Teste’s calling card is a technique he calls “filmic performance,” which strives to expand the experience of theatre-going with the technical possibilities of cinema. An unexplained, but unobtrusive cameraman trailed the actors throughout the show, broadcasting video in crisp black and white to a massive screen at the center of the set, showing their outsized reactions onstage and behind the scenes. What initially seemed like a bid for laughs crystallized into a potent metaphor for parallel selves, as the camera elevated and laid bare the blunt facts of each character in ways that were painfully foreign to them, but all too plain for the audience to see.
Where Rowlands savagely tore through the image of shellacked Hollywood glamour, Adjani pulled a similar feat with the “French girl.” Her performance was of a piece with Catherine Deneuve and Isabelle Huppert, French actresses whose chilly veneers of immaculate chic conceal volcanic pools of undigested feeling. In their thoughtful rendering of difficult women, these actresses underline the strictures of women’s roles by casting them aside or having them violently torn off.
Adjani, though, has an air of gloomy mystery about her, as if in approaching darkness so closely some of it has rubbed off on her. In a harrowing New York Times profile from 1990, the actress described how she had been hounded by journalists questioning her sanity or even whether she’d died of AIDS. Promotional materials for the show state that her role in Opening Night mirrors her own turbulent experience in the spotlight.

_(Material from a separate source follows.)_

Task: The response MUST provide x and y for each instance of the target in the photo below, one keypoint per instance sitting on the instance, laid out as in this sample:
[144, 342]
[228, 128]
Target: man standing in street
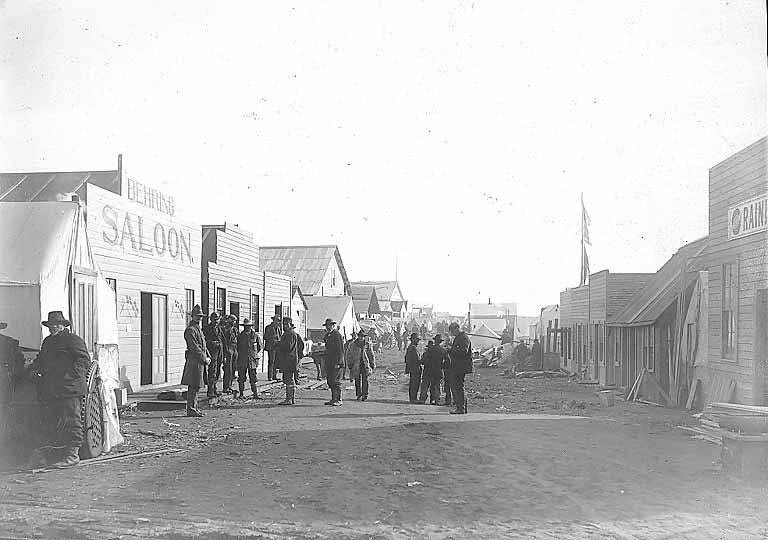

In Opening Night she wore the scars of performing on her face. She delivered her lines in manic, pathetic, and beseeching tones, as if desperate to hang onto something tangible, and confused about what is and is not real. In one of the most chilling and pivotal scenes, Adjani rimmed her eyes with lipstick after wrestling with the phantom of her deceased young fan. Her eyes bulged as the camera captured her beautiful, weathered face. As she reached out to the audience, the crisp black and white of the film behind her suddenly glowed into color. Had she succumbed to her madness or emerged wholly new? Neither Adjani nor Teste provided an answer; instead, they offered a complicated truth more searing than any surface ideal.